En outre, « d'ici à quelques semaines », la garde des Sceaux mettra en place un service d'assistance au recouvrement des victimes d'infractions, accessible à celles qui ne sont pas éligibles à la commission d'indemnisation des victimes d'infractions (CIVI). Sa mission : procéder au recouvrement des dommages et intérêts auprès de la personne condamnée. Au-delà, ce service pourra également verser à la victime une avance forfaitaire. Dans l'attente de la mise en oeuvre de cette mesure qui nécessite une loi, Rachida Dati rencontrera les assureurs afin de réfléchir au rôle qu'ils jouent dans l'accueil des victimes.
La ministre entend également réformer les CIVI, notamment en améliorant leurs conditions d'accès. Un travail qu'elle a déjà commencé en décidant de la mise en place, à leur tête, d'un juge délégué aux victimes (Judevi), dont la création est effective depuis le 1er septembre (2). Le Judevi devra informer toutes les victimes, qu'elles se soient ou non constituées parties civiles, et pouvoir saisir le parquet, ainsi que le juge d'application des peines et les services pénitentiaires d'insertion et de probation, afin qu'ils lui fournissent les éléments nécessaires à sa mission (3).
Rachida Dati envisage aussi de moderniser le Conseil national de l'aide aux victimes (CNAV) afin de prendre en compte les dernières évolutions du réseau associatif et les réalités du terrain. Le nouveau conseil « inclura davantage d'associations de victimes, de personnes qualifiées et d'autorités indépendantes », a expliqué la ministre. En outre, d'autres responsabilités lui seront confiées : ainsi, ses propositions figureront dans un rapport remis chaque année au garde des Sceaux, il sera consulté sur les projets de modifications législatives et réglementaires concernant l'aide aux victimes et il pourra émettre des avis et des recommandations qui seront transmis aux autorités compétentes.

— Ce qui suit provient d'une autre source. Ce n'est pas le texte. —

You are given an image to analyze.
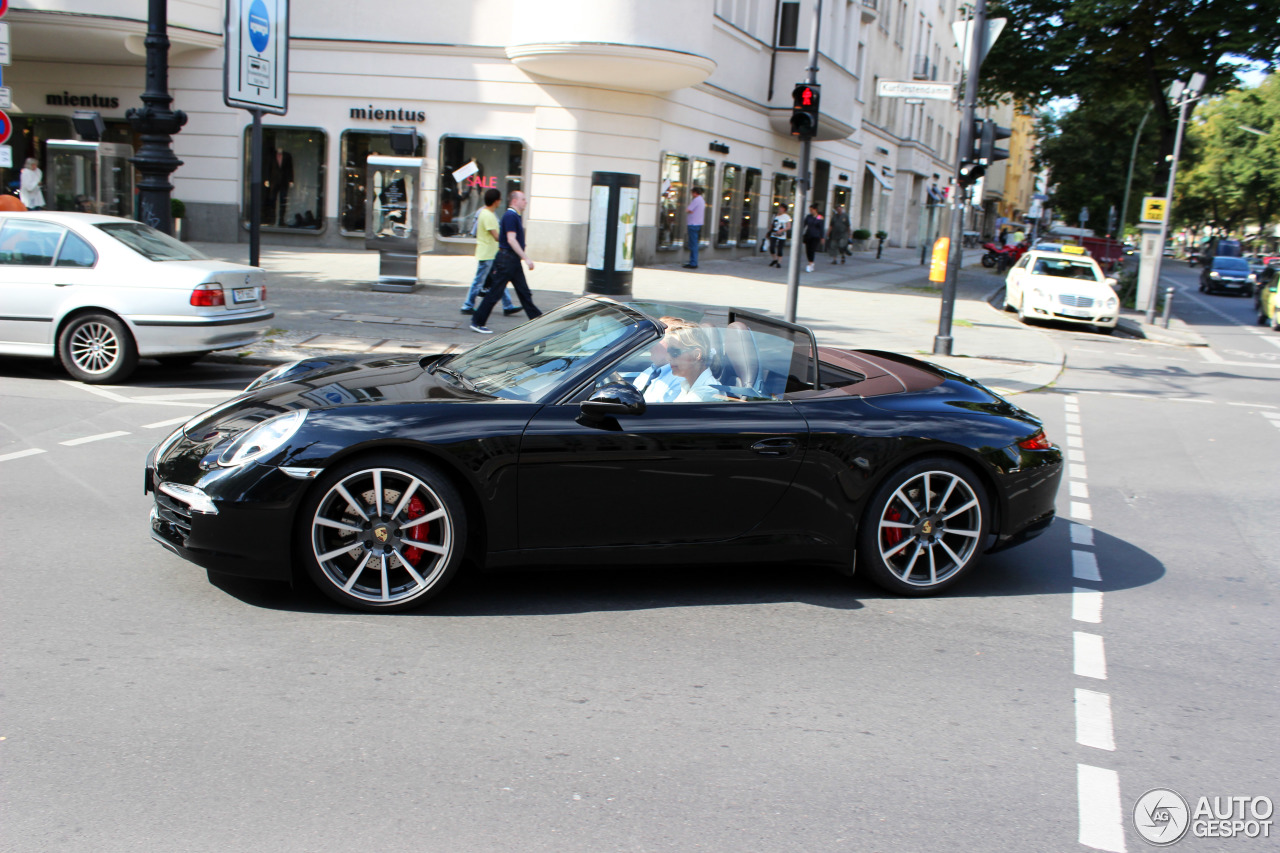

Enfin, la ministre a engagé une réflexion avec les fédérations Citoyens et justice et l'Institut national d'aide aux victimes et de médiation pour rationaliser les dispositifs d'aide aux victimes qui existent déjà. Une réflexion qui « doit s'ouvrir aux associations spécialisées », à savoir « celles qui s'occupent d'un secteur géographique particulier, d'un drame précis ou d'un type de crime particulier ». De plus, afin de reconnaître leur rôle essentiel, les associations d'aide aux victimes pourront bientôt recevoir un label - sous réserve d'adhérer à une charte d'engagement nationale - et être conventionnées par les cours d'appel. C'est à la fois un « gage de sécurité pour les familles de victimes » et la garantie d'une meilleure visibilité pour les associations.
(1) Un bilan de sa mise en oeuvre sera remis le 30 juin prochain.
(3) Son action fera d'ailleurs l'objet d'un « suivi attentif », a souligné la garde des Sceaux, notamment au travers du rapport annuel d'activité qu'il devra remettre lors de l'assemblée générale des magistrats du siège et du parquet.